Indeed. At stage 3, it might be appropriate for the committee that conducted the stage 2 debate to lodge an amendment in the committee's name. The decision whether an amendment is agreed to and should therefore become part of the bill is for the whole Parliament to make.
Thanks for that clarification.
Although I can understand the motivation behind enhancing the weight that is given to committee views in the Parliament, I have some concerns about the idea that committee members are bound by committee decisions. An amendment might well have been agreed to without any particular challenge, because the matter had not been scrutinised as much as it might have been. One of the dangers of our unicameral system is that there are no arrangements for revision, which is probably why it is important to deal with matters as best as we can at stage 2. However, I can well imagine a situation in which fresh information comes to light after the committee report is published. Although I am in favour of the notion that committees should be regarded as an important part of the Parliament, I am not too convinced by the idea that we should bind committee members to committees' views. That might undermine the position of a convener or vice-convener who lodged an amendment on behalf of a committee.

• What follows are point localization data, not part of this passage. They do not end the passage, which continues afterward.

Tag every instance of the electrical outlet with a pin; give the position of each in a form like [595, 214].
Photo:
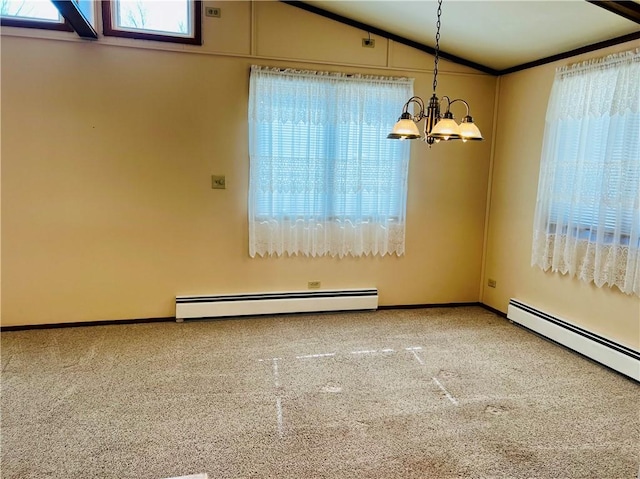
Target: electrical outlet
[368, 43]
[213, 12]
[218, 182]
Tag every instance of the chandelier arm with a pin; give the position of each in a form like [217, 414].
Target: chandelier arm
[463, 101]
[418, 101]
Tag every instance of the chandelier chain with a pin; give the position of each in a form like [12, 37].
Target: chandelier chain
[437, 57]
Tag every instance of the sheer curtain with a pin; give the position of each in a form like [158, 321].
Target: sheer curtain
[587, 219]
[324, 180]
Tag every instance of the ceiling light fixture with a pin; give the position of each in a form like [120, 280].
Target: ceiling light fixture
[436, 127]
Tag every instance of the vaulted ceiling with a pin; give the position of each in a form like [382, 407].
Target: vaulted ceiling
[495, 36]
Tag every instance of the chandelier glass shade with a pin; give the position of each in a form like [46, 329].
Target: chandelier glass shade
[437, 126]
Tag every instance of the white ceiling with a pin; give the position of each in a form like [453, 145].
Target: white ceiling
[499, 34]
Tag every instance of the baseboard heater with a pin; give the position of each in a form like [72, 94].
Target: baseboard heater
[602, 350]
[275, 303]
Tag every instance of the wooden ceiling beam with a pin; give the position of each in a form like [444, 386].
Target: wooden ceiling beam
[625, 9]
[390, 36]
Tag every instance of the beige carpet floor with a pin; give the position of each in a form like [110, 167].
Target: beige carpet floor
[416, 393]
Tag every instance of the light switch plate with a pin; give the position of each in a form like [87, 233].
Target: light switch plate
[218, 182]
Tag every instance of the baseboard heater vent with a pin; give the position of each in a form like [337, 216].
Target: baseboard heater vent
[275, 303]
[616, 356]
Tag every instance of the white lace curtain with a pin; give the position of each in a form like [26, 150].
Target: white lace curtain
[324, 179]
[587, 219]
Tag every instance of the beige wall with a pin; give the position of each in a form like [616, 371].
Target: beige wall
[108, 148]
[520, 126]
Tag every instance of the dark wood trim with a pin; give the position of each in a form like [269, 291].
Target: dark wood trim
[493, 310]
[41, 25]
[625, 9]
[173, 318]
[389, 36]
[108, 28]
[28, 327]
[71, 12]
[578, 51]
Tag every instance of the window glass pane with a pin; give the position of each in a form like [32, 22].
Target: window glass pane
[86, 8]
[154, 16]
[40, 10]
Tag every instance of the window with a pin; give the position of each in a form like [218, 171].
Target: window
[324, 179]
[587, 220]
[165, 21]
[32, 14]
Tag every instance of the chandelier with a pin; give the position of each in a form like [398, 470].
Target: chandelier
[437, 126]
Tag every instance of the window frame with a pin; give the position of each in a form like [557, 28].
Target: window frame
[111, 30]
[26, 22]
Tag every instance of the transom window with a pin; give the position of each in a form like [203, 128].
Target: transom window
[32, 14]
[167, 21]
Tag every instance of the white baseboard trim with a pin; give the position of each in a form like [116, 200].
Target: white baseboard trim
[602, 350]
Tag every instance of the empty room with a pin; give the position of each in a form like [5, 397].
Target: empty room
[320, 239]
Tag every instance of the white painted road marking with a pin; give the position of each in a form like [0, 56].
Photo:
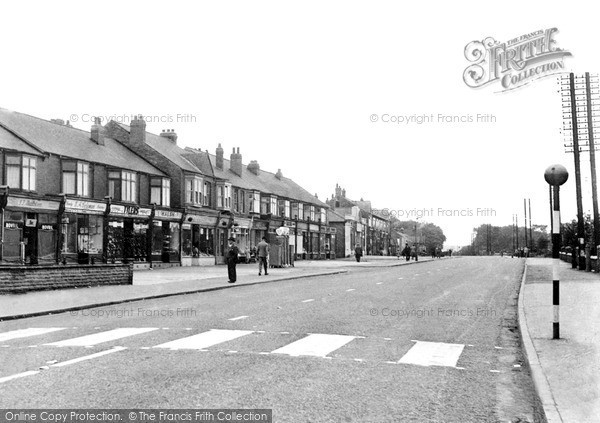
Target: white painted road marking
[23, 333]
[89, 357]
[18, 375]
[433, 354]
[204, 339]
[98, 338]
[318, 345]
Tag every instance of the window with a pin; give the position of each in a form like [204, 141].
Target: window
[227, 196]
[76, 178]
[122, 185]
[284, 208]
[206, 200]
[255, 203]
[193, 191]
[160, 191]
[21, 172]
[220, 195]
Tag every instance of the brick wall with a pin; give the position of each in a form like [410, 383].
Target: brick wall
[18, 279]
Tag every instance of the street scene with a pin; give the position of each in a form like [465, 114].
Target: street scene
[319, 212]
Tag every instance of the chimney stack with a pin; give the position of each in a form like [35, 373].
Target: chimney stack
[137, 130]
[97, 133]
[170, 135]
[254, 167]
[235, 164]
[219, 163]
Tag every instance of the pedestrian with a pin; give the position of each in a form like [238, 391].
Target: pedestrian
[262, 249]
[358, 252]
[232, 257]
[407, 251]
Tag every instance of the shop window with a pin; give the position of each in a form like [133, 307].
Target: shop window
[20, 172]
[186, 240]
[160, 191]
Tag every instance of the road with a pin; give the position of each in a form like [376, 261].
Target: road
[430, 342]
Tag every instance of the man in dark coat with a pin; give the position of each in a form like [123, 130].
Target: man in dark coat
[232, 257]
[358, 252]
[407, 251]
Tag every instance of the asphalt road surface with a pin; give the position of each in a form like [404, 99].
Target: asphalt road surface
[430, 342]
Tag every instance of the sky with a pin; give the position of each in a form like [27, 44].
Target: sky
[295, 86]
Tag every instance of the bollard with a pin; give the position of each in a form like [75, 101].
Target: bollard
[555, 300]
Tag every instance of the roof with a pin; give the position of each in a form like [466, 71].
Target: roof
[71, 142]
[265, 182]
[168, 149]
[9, 141]
[333, 216]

I do not think that the proposal is intended to be binding. Paragraphs 12, 13 and 14 of the paper make it clear that committee members cannot be bound in that way.
If the members are not bound, the underlying premise that the committee can lodge an amendment is—
The point was—well, I do not even remember the initial issue that gave rise to the proposal. Based on the information that it had, the Finance Committee firmly held the collective view that an amendment should be passed. The committee felt that it would give its viewpoint greater weighting in other people's deliberations if it were possible to express the amendment as a committee amendment. Clearly, if a committee amendment unravels and in the light of subsequent discussion, information, party pressure, full attendance or anything else—who knows what might change—committee members do not entirely support the amendment, that would delete the significance of the collective view. However, if a committee felt that, despite what fate could throw at it, it still held to its view and wished to express it, it is not unreasonable for such a committee to find a way to express its point of view.
Okay.
Sorry about that—it was a bit of a sledgehammer. Are we agreed?
I think that we have to write to everyone concerned.